The scholar Adrienne Leavy, writing in The Irish Times, saw Mr. Kinsella’s poetic career as falling into two clear segments: first an embrace of “elegant formalism and a lyrical style” beginning in the early 1960s, influenced by W.H. Auden, Patrick Kavanagh and others; and then a more experimental phase in which formal verse was abandoned, reflecting his exposure to the writings of Ezra Pound and William Carlos Williams and his study of the Swiss psychologist Carl Jung.
His themes, though, endured.
In “Downstream” (1962), the reader follows the poet on a journey by “frail skiff” on a “seam / Of calm and current” ending at a barrier of rock, where “We glided — blotting heaven as it towered / Searching the darkness for a landing place.”
Six years later, in another of Mr. Kinsella’s best-known poems, “Nightwalker,” a journey on foot leads to a place where the dust “has a human taste”: “I believe / I have heard of this place. I think / This is the Sea of Disappointment.”
By the time he published “Notes From the Land of the Dead” in 1972, the move away from lyricism and formality was complete. One passage in the collection says simply: “Hair. Claws. Gray. / Naked. Wretch. Wither.”
The break coincided with upheaval in his own life. Until 1965, Mr. Kinsella had worked in the Department of Finance in Dublin, pursuing a civil service career that started in 1946. He had written poetry in his spare time. His first major collection, “Another September,” was published in 1958.

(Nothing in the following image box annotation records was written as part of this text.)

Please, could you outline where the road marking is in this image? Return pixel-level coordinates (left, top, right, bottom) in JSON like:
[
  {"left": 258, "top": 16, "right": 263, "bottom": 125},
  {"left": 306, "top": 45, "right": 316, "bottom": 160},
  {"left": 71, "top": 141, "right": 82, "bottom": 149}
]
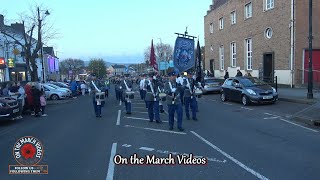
[
  {"left": 124, "top": 116, "right": 169, "bottom": 122},
  {"left": 0, "top": 128, "right": 16, "bottom": 136},
  {"left": 106, "top": 143, "right": 117, "bottom": 180},
  {"left": 117, "top": 110, "right": 121, "bottom": 126},
  {"left": 264, "top": 113, "right": 280, "bottom": 117},
  {"left": 124, "top": 125, "right": 187, "bottom": 135},
  {"left": 263, "top": 117, "right": 279, "bottom": 119},
  {"left": 191, "top": 131, "right": 268, "bottom": 180},
  {"left": 139, "top": 147, "right": 154, "bottom": 152},
  {"left": 241, "top": 107, "right": 253, "bottom": 111},
  {"left": 223, "top": 103, "right": 233, "bottom": 106},
  {"left": 280, "top": 118, "right": 319, "bottom": 132}
]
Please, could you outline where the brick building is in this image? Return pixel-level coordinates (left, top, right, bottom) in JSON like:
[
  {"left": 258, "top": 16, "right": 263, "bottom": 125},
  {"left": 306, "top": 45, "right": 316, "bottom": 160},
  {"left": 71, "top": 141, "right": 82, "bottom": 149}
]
[{"left": 204, "top": 0, "right": 320, "bottom": 86}]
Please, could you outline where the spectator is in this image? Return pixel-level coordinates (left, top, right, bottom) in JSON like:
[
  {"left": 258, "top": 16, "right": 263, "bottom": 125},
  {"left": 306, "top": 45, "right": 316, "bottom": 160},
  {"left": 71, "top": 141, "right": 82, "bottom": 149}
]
[{"left": 40, "top": 91, "right": 48, "bottom": 117}]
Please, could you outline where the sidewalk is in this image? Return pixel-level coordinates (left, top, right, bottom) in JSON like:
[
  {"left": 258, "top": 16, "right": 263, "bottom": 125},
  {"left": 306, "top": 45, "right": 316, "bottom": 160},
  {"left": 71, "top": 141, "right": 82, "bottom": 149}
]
[
  {"left": 278, "top": 88, "right": 320, "bottom": 126},
  {"left": 278, "top": 88, "right": 320, "bottom": 105}
]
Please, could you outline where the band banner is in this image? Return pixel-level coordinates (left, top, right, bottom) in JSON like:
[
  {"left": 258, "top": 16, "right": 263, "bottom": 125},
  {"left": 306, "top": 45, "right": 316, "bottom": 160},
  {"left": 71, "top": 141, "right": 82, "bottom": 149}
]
[{"left": 173, "top": 37, "right": 195, "bottom": 72}]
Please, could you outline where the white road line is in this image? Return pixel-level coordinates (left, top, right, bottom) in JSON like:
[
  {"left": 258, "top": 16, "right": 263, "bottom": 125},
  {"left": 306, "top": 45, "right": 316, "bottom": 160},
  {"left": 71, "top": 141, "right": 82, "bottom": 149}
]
[
  {"left": 223, "top": 103, "right": 233, "bottom": 106},
  {"left": 263, "top": 117, "right": 279, "bottom": 119},
  {"left": 124, "top": 125, "right": 187, "bottom": 135},
  {"left": 241, "top": 107, "right": 253, "bottom": 111},
  {"left": 0, "top": 128, "right": 16, "bottom": 136},
  {"left": 139, "top": 147, "right": 154, "bottom": 152},
  {"left": 264, "top": 113, "right": 280, "bottom": 117},
  {"left": 280, "top": 119, "right": 319, "bottom": 132},
  {"left": 191, "top": 131, "right": 268, "bottom": 180},
  {"left": 106, "top": 143, "right": 117, "bottom": 180},
  {"left": 117, "top": 110, "right": 121, "bottom": 126},
  {"left": 124, "top": 116, "right": 169, "bottom": 122}
]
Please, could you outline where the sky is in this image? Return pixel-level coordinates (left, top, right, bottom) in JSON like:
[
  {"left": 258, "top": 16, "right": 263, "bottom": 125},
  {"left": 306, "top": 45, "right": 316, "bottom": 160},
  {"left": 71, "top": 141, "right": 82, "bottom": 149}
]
[{"left": 0, "top": 0, "right": 212, "bottom": 63}]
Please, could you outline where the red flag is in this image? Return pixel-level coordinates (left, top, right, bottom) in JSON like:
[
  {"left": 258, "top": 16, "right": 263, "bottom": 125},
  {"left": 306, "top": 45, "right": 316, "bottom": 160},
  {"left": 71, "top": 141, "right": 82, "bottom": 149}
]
[{"left": 150, "top": 39, "right": 158, "bottom": 71}]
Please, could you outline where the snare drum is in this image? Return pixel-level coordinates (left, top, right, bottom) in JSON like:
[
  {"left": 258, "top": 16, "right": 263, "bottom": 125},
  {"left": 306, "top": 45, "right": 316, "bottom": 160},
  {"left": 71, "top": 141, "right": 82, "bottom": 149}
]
[{"left": 159, "top": 93, "right": 167, "bottom": 101}]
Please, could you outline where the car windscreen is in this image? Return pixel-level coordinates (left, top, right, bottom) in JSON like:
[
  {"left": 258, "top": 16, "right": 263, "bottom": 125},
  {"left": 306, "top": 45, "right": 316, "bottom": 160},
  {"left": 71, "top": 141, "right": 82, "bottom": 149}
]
[{"left": 240, "top": 78, "right": 267, "bottom": 87}]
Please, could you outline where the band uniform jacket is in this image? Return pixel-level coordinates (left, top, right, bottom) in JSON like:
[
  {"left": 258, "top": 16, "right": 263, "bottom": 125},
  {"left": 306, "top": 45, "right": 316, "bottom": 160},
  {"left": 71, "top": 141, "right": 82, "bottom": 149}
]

But by 1965 his poetry had attracted attention beyond Ireland, and he accepted a three-year position as writer in residence at Southern Illinois University in Carbondale. After his translation of “The Tain” was published, he and his wife, Eleanor Kinsella — often described as his muse — decided to settle in the United States. He was appointed a professor of English at Temple in 1970 and held the position for 20 years.
Thomas Kinsella was born on May 4, 1928, in Inchicore, a blue-collar suburb of Dublin. A brother, John, born in 1932, became a composer. A sister, Agnes, died in infancy. His father, John Paul Kinsella, had worked at the Guinness brewery and had a reputation as a labor union organizer, a life his son Thomas eulogized in his poem “The Messenger” (1978) published two years after his father’s death, which charted the elder Mr. Kinsella’s transition from robust bravado to frailty.